Wednesday, May 13, 2009

Payoff And Promise

A convicting, no, an extremely convicting post form Luke MacDonald:

Abraham.

Moses.

King David.

First ballot hall-of-fame Christian leaders. All of them have something huge in common. Guess what it is?

wait… seriously what comes to your mind that is true about all of them.

Movement Starter

Extraordinary Leader

Revival Generator

Yes. But the most amazing thing about all of them is huge amount of waiting in their lives.

Abraham waited for decades for Isaac, the fulfillment of God’s promise.

Moses wandered for years out in the wilderness (literally and figuratively) thinking about his own people enslaved in Egypt.

Both by himself out watching the sheep and in the many years after he was annointed King while Saul was still on the throne, David was in flux.

In a sermon i heard recently… it was described this way.

In between.

Promise (what God has said he will do)

and

Payoff (the fruition of God’s plan in a persons life)

is Process

It would be foolish not to recognize that the time of waiting is preparation.
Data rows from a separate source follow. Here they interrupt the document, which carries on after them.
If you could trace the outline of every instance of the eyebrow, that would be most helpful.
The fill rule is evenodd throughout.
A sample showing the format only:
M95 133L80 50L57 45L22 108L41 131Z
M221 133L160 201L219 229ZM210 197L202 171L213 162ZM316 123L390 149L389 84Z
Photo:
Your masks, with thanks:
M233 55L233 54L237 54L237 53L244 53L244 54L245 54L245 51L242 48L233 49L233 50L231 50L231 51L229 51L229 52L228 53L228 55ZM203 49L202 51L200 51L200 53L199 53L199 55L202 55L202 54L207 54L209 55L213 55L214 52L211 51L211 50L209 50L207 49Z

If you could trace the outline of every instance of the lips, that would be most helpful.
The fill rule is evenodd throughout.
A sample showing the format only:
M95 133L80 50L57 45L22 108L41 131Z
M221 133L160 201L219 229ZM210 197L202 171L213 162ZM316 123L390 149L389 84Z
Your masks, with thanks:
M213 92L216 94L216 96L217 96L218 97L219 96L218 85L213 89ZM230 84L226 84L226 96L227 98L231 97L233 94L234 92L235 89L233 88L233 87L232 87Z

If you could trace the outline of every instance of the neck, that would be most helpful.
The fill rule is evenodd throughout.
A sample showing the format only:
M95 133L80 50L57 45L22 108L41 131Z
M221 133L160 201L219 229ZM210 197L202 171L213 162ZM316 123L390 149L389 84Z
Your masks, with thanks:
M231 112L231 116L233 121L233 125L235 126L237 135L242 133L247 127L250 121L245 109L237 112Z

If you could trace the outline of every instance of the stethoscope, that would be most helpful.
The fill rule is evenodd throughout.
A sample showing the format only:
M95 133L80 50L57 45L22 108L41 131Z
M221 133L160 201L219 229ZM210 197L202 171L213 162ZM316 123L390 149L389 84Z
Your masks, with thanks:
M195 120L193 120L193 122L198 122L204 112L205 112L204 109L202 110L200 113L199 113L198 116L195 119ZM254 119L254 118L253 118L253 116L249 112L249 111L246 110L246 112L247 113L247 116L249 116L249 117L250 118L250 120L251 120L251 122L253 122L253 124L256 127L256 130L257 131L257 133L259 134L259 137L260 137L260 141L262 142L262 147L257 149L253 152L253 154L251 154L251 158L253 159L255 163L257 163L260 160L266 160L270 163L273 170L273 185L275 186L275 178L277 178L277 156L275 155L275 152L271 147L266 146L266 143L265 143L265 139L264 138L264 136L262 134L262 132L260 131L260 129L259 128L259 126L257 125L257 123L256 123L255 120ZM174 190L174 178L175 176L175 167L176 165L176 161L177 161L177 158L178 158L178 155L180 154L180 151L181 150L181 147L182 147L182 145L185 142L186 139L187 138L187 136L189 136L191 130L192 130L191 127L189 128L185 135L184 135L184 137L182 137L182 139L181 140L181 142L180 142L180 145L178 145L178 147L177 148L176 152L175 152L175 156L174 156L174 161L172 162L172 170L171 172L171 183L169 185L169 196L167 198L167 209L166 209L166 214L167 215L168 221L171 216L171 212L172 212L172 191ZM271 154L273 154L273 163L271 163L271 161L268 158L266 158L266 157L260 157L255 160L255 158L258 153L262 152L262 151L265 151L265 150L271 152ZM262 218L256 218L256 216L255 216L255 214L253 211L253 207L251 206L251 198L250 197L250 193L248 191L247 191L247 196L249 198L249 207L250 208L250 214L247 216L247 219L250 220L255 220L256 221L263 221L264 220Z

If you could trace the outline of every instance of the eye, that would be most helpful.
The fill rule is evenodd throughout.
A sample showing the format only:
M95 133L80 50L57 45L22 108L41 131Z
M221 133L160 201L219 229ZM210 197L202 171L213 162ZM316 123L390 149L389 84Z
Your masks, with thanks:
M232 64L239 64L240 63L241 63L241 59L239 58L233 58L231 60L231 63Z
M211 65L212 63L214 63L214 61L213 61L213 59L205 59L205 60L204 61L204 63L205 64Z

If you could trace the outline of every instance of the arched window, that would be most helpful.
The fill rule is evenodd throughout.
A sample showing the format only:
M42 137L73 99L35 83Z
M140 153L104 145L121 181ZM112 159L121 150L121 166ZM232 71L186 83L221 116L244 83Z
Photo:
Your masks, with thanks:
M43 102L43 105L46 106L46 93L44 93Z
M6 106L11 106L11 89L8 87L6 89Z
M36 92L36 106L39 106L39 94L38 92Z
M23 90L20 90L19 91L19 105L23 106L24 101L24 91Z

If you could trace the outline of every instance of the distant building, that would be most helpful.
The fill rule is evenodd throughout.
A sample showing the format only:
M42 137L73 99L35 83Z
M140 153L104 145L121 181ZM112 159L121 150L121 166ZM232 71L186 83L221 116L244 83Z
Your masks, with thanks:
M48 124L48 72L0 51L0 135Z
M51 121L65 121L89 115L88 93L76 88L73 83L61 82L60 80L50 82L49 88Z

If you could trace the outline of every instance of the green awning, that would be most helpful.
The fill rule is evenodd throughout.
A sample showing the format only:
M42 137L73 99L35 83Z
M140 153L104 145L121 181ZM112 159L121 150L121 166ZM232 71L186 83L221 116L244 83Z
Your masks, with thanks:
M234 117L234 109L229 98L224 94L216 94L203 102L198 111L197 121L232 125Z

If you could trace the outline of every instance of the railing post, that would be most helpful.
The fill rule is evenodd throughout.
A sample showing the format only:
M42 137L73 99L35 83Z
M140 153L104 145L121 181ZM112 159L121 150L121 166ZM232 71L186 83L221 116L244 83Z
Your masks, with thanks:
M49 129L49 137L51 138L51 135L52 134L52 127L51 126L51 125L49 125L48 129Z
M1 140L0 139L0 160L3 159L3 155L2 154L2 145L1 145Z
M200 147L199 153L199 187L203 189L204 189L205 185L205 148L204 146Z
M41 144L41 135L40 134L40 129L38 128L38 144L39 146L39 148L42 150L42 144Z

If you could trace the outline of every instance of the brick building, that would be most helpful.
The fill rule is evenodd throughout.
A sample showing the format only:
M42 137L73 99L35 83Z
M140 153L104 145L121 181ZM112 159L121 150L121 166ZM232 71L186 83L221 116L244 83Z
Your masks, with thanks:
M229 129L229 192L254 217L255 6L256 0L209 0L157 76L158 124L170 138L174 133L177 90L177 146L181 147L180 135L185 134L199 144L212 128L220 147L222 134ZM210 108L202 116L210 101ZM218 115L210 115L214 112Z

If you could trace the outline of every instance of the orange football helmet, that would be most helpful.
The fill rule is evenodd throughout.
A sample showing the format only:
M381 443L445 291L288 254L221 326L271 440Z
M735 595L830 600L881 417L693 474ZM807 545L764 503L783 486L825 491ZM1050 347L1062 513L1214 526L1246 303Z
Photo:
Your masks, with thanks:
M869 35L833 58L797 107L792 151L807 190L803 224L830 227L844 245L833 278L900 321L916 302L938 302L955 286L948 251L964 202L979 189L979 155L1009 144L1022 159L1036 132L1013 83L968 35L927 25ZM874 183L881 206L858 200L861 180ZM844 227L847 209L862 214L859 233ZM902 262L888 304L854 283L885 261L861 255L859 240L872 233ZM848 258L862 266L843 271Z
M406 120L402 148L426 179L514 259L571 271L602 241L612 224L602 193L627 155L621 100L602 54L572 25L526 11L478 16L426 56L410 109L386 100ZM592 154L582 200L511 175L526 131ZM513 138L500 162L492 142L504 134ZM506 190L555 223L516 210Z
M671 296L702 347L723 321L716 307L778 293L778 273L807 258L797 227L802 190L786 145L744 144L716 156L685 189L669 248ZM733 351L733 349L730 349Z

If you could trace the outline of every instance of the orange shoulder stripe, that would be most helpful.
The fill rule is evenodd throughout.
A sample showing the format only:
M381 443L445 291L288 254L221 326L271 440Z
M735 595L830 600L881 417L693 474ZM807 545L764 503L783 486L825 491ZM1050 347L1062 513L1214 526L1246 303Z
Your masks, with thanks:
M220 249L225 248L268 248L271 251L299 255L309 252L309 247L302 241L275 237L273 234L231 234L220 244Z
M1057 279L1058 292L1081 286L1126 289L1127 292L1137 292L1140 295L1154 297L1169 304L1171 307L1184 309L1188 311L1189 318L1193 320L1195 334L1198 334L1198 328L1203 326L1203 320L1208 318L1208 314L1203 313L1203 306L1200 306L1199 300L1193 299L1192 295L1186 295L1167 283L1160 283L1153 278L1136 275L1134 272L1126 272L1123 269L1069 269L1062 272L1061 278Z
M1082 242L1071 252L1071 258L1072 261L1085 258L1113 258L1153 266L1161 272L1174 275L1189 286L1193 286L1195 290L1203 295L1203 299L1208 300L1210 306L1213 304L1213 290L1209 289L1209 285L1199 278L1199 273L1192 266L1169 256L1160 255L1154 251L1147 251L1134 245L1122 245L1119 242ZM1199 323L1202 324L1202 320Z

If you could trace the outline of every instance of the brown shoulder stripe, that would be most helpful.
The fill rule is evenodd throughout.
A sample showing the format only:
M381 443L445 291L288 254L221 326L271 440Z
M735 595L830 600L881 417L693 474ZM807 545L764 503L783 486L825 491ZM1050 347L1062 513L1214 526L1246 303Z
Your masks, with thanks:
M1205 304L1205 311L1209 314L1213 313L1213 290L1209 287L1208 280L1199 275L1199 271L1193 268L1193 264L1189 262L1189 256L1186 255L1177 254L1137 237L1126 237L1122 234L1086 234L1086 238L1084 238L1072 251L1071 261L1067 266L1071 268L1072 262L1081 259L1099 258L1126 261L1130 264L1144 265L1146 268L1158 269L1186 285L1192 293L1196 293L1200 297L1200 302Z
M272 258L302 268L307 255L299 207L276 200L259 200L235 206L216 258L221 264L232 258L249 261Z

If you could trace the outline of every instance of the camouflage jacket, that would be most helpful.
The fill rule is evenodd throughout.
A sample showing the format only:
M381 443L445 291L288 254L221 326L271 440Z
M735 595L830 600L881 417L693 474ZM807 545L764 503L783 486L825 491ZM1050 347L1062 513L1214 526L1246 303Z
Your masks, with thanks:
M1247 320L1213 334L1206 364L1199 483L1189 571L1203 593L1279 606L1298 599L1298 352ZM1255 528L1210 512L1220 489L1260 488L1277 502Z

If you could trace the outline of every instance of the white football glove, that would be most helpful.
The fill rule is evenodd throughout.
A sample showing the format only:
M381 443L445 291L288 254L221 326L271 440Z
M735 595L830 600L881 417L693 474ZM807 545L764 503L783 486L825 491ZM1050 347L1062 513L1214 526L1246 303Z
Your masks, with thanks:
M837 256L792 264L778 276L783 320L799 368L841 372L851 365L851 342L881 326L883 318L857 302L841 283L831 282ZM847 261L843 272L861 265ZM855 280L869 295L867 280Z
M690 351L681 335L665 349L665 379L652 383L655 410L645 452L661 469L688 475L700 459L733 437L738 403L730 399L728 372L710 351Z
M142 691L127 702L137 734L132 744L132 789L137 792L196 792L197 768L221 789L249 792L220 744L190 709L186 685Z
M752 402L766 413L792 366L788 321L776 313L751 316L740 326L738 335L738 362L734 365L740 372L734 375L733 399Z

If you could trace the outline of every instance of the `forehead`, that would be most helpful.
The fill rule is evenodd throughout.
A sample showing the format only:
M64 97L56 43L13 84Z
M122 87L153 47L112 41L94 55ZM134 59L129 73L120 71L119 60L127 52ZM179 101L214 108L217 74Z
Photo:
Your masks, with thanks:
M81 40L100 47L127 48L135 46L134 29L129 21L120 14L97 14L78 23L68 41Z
God was growing those men into someone capable of killing a giant, willingly sacrificing a son, or parting the Red Sea.

I find myself many times demanding the payoff. If God has given me a vision for something why hasn’t it happened yet.

simply put– I may not be ready for it.

May God give you the courage to live faithfully and hopefully in all seasons of process.

—-the longer a slingshot is pulled back, the farther it flies.——-

1 comment:

  1. Christopher LakeMay 15, 2009 at 11:20 PM

    Los,

    On the subject of waiting... I am 35 years old (36 next month), single, dependent on slow (and sometimes unreliable) buses to get around, and still trying to find a job. God's ways are definitely not our ways, brother! :-) Some people wait all of their lives and then discover that what God wanted for them was very different from what they wanted.

    Probably the best thing is to want what we want in this life (as long as it is Godly) and yet be completely open to the possibility that God may want something utterly different for us. That seems to be the tension in which Christians are called to live in this earthly life.